Another indicator of rising domestic consumption is lower exports. Steel exports stood 186 kilotonnes in October, the lowest in six months.

Most steel companies indicated a pick-up in demand in their September-quarter’s commentary.

Tata Steel: In India, demand recovered with resumption of economic activities. While the steel demand declined 10.1% year-on-year to 23.6 million tonnes in the second quarter, consumption in August and September recovered to about 96% of FY20 monthly average.

JSW Steel: Domestic demand has been improving month-on-month between May-June and June-July. The company expects a gradual improvement in demand in India and exports to moderate. Inventories have come down and domestic steel production versus India sales indicate that the exports exhausted stock and imports have gone down.

JSPL: Demand has picked up, led by auto and infrastructure sectors. Demand led by government spending on infrastructure projects, especially with the pipelines, water pipelines, storage tanks, shipbuilding, railway.

(Source: Analyst call transcripts and statements)

Potential Earnings Boost

Higher steel prices, recovering demand and a stronger commentary from companies point to better financials. JPMorgan upgraded the earnings estimates on integrated steelmakers Tata Steel, JSW Steel and SAIL as, besides rising demand and steel prices, they will be insulated from costlier iron ore because of the captive supply of the raw material. The sector also is under-owned, with foreign holding at nearly a decade low as of September end, and valuations below the mean.

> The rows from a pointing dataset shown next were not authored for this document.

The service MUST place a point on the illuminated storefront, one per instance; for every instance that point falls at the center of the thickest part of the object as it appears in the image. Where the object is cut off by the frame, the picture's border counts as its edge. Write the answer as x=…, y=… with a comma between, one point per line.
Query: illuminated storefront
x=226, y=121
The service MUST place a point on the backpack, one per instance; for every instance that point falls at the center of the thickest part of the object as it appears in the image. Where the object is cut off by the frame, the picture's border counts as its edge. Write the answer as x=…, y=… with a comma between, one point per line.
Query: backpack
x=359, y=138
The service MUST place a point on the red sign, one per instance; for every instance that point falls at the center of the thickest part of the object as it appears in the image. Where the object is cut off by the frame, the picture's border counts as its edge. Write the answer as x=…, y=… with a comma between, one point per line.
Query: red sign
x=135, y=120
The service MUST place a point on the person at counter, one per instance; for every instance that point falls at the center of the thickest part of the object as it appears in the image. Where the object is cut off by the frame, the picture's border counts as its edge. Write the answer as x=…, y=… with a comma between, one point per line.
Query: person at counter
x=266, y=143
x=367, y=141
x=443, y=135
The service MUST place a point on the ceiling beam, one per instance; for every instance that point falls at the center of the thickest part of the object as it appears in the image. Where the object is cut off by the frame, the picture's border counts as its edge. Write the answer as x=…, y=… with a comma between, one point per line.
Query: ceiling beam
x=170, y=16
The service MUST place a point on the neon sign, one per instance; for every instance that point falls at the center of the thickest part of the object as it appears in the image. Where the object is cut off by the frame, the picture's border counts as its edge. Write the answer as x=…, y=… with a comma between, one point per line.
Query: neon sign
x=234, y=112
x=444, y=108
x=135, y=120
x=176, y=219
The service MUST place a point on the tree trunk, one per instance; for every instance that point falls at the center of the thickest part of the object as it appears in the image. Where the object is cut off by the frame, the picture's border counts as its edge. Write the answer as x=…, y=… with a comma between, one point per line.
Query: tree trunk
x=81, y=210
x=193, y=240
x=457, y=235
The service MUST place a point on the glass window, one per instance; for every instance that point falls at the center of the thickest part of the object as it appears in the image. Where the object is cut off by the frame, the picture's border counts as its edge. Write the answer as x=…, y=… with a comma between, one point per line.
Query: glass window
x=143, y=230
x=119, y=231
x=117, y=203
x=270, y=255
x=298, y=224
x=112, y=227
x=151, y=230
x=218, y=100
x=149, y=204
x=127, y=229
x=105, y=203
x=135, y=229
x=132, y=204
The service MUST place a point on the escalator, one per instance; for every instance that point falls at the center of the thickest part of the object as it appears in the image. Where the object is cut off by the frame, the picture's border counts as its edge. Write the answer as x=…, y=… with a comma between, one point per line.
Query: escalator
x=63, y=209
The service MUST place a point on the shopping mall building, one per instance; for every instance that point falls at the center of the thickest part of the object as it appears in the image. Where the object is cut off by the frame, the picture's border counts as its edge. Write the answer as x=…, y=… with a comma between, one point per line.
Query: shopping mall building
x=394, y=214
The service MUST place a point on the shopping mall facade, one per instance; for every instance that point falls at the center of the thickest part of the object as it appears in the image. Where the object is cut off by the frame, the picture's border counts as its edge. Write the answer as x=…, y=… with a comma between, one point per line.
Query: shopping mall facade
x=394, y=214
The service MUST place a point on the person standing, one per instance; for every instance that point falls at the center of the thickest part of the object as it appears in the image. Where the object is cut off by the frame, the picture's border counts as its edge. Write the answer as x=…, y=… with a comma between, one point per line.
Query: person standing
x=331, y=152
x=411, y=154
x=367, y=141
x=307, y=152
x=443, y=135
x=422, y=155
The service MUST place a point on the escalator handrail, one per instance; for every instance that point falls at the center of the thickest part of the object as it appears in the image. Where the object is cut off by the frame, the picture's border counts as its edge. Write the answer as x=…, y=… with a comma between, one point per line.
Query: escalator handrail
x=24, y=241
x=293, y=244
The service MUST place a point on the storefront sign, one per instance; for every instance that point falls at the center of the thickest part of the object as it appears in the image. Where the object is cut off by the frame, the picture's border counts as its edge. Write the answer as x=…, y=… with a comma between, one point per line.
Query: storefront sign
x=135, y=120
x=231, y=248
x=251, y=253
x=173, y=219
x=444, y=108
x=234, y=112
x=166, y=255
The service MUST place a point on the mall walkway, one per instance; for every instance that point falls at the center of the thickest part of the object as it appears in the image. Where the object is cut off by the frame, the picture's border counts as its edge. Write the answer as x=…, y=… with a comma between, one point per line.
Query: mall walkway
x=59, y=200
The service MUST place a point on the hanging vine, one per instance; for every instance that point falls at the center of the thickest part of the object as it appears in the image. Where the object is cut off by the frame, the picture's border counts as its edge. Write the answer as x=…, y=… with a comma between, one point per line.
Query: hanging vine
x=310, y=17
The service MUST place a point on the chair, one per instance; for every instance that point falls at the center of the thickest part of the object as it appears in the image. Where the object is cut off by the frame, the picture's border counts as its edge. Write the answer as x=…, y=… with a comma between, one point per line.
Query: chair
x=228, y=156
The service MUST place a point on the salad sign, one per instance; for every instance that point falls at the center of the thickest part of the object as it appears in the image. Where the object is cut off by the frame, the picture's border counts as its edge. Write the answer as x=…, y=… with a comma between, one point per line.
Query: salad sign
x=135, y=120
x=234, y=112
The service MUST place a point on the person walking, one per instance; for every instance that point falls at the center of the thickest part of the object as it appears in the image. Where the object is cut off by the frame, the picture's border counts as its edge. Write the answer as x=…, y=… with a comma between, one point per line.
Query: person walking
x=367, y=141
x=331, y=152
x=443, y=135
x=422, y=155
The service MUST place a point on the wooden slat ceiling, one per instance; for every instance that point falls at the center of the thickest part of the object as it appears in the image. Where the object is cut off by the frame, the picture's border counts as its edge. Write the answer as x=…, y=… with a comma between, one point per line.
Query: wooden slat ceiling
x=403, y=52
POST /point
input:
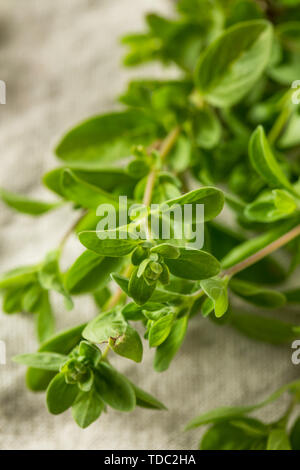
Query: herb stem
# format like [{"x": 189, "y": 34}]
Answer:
[
  {"x": 281, "y": 120},
  {"x": 274, "y": 246}
]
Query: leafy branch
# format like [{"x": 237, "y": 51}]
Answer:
[{"x": 227, "y": 126}]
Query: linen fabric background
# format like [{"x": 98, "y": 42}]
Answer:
[{"x": 61, "y": 63}]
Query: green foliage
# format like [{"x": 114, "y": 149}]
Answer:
[{"x": 225, "y": 131}]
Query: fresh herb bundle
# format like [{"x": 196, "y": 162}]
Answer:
[{"x": 225, "y": 131}]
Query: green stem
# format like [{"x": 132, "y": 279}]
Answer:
[
  {"x": 267, "y": 250},
  {"x": 281, "y": 120}
]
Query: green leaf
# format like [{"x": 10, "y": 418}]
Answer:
[
  {"x": 232, "y": 64},
  {"x": 60, "y": 395},
  {"x": 290, "y": 137},
  {"x": 194, "y": 264},
  {"x": 106, "y": 138},
  {"x": 270, "y": 207},
  {"x": 278, "y": 440},
  {"x": 207, "y": 129},
  {"x": 264, "y": 162},
  {"x": 62, "y": 343},
  {"x": 168, "y": 349},
  {"x": 42, "y": 360},
  {"x": 128, "y": 345},
  {"x": 249, "y": 247},
  {"x": 90, "y": 272},
  {"x": 109, "y": 179},
  {"x": 166, "y": 250},
  {"x": 261, "y": 296},
  {"x": 216, "y": 290},
  {"x": 295, "y": 435},
  {"x": 45, "y": 318},
  {"x": 109, "y": 243},
  {"x": 87, "y": 408},
  {"x": 145, "y": 400},
  {"x": 13, "y": 301},
  {"x": 211, "y": 198},
  {"x": 114, "y": 388},
  {"x": 160, "y": 330},
  {"x": 32, "y": 298},
  {"x": 50, "y": 277},
  {"x": 107, "y": 325},
  {"x": 268, "y": 330},
  {"x": 159, "y": 295},
  {"x": 25, "y": 205},
  {"x": 138, "y": 289},
  {"x": 84, "y": 194},
  {"x": 226, "y": 436}
]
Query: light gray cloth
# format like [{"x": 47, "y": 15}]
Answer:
[{"x": 61, "y": 62}]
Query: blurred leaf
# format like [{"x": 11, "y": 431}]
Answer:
[
  {"x": 90, "y": 272},
  {"x": 87, "y": 408},
  {"x": 268, "y": 330},
  {"x": 245, "y": 50},
  {"x": 257, "y": 295},
  {"x": 60, "y": 395},
  {"x": 216, "y": 290},
  {"x": 193, "y": 264},
  {"x": 106, "y": 138},
  {"x": 278, "y": 440},
  {"x": 114, "y": 388},
  {"x": 25, "y": 205},
  {"x": 264, "y": 162},
  {"x": 42, "y": 360},
  {"x": 169, "y": 348}
]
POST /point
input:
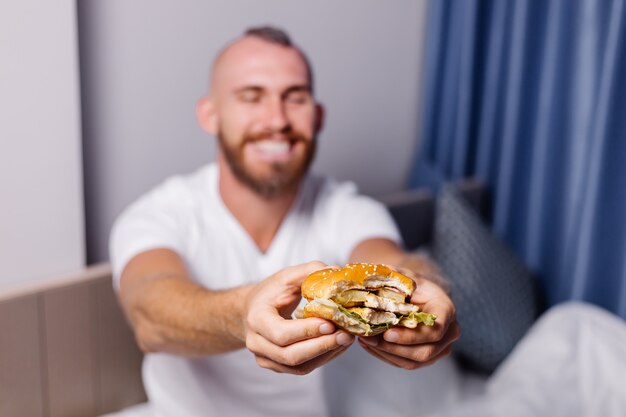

Morgan Stanley sees a room for earnings estimate upgrades for the steel companies if the current situation prevails in the quarter ending March. The brokerage attributed three reasons for its optimism: a tighter inventory and longer lead times show favourable supply-demand situation across markets; raw material (especially iron ore) dynamics should support higher steel prices; and Indian spreads of gap with global prices is still lower than historical average despite being at an eight-year high.

The average of estimates compiled by Bloomberg suggests that the revenue of steelmakers will be higher in FY21 compared with the previous fiscal. If the forecasts hold, that will be a remarkable performance in a pandemic-ravaged year.